Global players for an international market
Statistics all point to a boom in demand, and company activity confirms this. Currently, Latin America incontinence sales see Hypermarcas as a key player while TZMO dominates in Eastern Europe. In both cases, announcements of mergers and acquisitions as well as the development of new production facilities in these regions point to larger companies such as Kimberly-Clark, Unicharm and SCA all looking to strengthen their positions in order to supply this imminent boom in demand. Dealing in new markets is certainly challenging in terms of understanding local consumer culture and ultimately gaining distribution contracts so further acquisition activity would appear likely as a prudent entry strategy. SCA’s 2011 acquisitions of Brazilian producer Pro Descart and Georgia Pacific’s European tissue operations both illustrate how larger Western players have the funds for such strategic purchases. That said, Unicharm’s recent successes in developing a foothold in the Indian nappies/diapers market by establishing its own production facilities as well as an India-specific retailer strategy to show that alternatives to “pure acquisition” as an entry methods can be effective even in unfamiliar “overseas” markets.

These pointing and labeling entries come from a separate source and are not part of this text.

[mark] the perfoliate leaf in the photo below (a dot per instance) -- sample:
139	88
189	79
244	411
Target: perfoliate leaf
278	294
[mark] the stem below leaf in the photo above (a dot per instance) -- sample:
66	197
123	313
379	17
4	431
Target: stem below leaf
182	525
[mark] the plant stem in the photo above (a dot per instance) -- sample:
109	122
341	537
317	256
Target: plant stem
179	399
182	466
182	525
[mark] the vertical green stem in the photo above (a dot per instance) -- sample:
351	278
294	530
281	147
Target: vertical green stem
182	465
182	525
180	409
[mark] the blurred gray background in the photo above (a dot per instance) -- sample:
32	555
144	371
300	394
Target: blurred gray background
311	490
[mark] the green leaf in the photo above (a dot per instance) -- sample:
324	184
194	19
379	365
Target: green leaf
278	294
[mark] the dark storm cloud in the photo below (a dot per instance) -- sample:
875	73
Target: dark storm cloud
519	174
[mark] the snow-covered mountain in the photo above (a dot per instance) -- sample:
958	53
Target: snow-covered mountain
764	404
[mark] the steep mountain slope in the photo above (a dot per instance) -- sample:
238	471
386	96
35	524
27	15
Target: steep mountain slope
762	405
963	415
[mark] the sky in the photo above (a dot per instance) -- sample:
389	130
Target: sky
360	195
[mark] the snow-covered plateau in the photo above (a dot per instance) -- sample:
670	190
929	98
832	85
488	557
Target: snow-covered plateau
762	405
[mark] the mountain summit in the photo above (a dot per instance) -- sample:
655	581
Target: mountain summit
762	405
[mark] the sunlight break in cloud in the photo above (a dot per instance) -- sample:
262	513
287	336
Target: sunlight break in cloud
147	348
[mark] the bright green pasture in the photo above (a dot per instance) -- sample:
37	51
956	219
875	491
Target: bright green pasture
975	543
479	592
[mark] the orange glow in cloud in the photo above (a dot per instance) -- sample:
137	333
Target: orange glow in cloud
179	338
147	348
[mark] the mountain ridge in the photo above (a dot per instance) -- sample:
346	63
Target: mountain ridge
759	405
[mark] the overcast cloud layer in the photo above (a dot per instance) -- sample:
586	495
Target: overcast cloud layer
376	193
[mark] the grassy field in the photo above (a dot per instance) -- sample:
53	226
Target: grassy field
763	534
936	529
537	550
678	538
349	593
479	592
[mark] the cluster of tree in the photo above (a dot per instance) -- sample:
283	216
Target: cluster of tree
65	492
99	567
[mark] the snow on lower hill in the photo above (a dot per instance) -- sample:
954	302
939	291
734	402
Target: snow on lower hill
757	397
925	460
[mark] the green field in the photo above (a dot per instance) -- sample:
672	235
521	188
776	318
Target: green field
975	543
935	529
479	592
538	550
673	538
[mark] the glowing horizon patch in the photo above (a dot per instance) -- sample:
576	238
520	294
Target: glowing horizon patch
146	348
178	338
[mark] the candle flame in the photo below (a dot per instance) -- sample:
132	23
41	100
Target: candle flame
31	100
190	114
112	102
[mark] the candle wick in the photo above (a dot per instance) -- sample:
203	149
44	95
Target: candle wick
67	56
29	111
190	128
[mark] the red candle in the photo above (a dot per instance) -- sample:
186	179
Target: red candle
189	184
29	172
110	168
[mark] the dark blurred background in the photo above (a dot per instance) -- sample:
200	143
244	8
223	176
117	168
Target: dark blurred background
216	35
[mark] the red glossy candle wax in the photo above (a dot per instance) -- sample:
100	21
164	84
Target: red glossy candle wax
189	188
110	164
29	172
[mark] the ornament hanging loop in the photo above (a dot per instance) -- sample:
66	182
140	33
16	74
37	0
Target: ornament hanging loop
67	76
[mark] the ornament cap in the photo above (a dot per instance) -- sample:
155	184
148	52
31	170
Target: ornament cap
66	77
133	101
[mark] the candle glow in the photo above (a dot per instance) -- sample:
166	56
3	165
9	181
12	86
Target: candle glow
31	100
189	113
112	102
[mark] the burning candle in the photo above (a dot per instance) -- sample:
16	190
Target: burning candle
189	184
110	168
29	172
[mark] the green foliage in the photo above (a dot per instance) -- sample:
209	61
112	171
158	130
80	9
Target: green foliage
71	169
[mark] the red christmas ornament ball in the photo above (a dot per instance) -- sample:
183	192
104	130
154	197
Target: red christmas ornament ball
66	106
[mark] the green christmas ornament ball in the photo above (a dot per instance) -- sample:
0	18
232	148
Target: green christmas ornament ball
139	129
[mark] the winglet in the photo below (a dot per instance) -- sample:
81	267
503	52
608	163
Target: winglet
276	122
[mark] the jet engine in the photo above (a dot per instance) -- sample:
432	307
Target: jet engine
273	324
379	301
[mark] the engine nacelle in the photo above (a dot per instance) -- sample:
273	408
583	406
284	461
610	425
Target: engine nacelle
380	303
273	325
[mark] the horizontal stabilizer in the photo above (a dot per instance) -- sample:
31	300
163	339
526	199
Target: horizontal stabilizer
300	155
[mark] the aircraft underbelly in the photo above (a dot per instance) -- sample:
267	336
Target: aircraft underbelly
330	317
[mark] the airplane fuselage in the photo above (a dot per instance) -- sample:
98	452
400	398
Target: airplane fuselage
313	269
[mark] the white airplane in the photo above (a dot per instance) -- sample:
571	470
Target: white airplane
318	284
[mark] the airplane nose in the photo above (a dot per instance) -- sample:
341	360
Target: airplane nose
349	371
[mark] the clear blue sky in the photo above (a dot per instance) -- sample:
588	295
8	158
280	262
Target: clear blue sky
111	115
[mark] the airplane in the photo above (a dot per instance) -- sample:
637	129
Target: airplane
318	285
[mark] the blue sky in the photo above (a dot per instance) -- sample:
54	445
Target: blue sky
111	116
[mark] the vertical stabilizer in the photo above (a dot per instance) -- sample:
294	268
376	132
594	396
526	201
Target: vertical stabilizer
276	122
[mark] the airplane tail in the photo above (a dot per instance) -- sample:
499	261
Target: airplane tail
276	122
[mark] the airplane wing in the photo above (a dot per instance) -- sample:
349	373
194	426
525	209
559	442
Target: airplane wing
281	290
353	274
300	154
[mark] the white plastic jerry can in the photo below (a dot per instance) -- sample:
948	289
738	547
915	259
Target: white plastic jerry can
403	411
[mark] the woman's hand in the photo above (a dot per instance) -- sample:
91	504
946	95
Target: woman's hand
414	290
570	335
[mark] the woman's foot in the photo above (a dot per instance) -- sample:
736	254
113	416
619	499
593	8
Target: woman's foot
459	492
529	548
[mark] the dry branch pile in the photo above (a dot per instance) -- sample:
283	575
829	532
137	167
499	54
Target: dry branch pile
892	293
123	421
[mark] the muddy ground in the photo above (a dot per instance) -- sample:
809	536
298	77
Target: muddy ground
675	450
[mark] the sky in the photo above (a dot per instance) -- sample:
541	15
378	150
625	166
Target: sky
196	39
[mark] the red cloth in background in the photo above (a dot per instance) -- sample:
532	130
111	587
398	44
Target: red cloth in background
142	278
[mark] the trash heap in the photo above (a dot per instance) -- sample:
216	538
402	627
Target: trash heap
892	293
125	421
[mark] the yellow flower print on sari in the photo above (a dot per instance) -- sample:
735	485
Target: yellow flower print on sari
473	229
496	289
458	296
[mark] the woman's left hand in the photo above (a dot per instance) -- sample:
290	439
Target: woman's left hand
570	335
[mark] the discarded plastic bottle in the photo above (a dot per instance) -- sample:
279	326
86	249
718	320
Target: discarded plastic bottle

It will be interesting to see which companies opt for the organic growth option and what tactics they employ to break into markets which are less developed in terms of competition but have a much more challenging environment in terms of gaining distribution. The geographical size alone and the lack of national retail chains in markets such as Brazil, Russia and China will temper the volume potential for incontinence products in these countries against the difficulty in distributing them. To this end the most modern materials and manufacturing processes will keep distribution costs down over long distances and therefore unit prices, which will likely see incontinence producers in the most promising of the developing markets start considering sustainability as a matter of operational necessity.